Let’s pause and talk about this for a moment. This is one of my greatest pet peeves in fiction–authors who overemphasize rape and acts of violence through excessive narrative detail, with very little to no character development (the film equivalent to this is known as “torture porn”). It’s gratuitous, it’s voyeuristic, and worse, it does absolutely nothing to challenge the rape or the rapist, nor does it shift power in favor of the victim. You cannot conquer rape culture or violence through “torture porn”- style writing. It only serves its own end, which is to capitulate on the sexist notion that to keep people interested, women must die or be somewhere in the act of dying. It’s wrong.

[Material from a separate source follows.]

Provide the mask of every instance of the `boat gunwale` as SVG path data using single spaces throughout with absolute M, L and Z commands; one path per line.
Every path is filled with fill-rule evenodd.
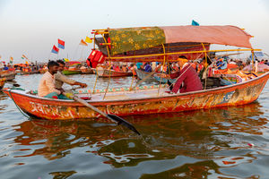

Thankfully, the tone of the book does shift in the second part, which turns to the voices of the victims. There is a kind of reckoning in the end that’s somewhat hopeful, along with a thoughtful commentary on victim-blaming and why Ellie’s disappearance was ignored for so long (i.e., she’s from a lower social class and not from the “better” side of the tracks). I still don’t like this book though. Even though the sun does comes out in the end, there was too much bleakness, too much of a lingering dark cloud here. If I hadn’t have read the first part I think I would have felt better about it, or maybe even given this a higher rating.

This book is categorized as YA, btw. If I was troubled greatly by reading this, I cannot imagine what it does to the psyche of a younger person, who may or may not possess the insights to deal with this level of realism. Proceed with caution.

[Note: I received an advance digital copy of this book from the publisher and NetGalley, in exchange for an honest review.]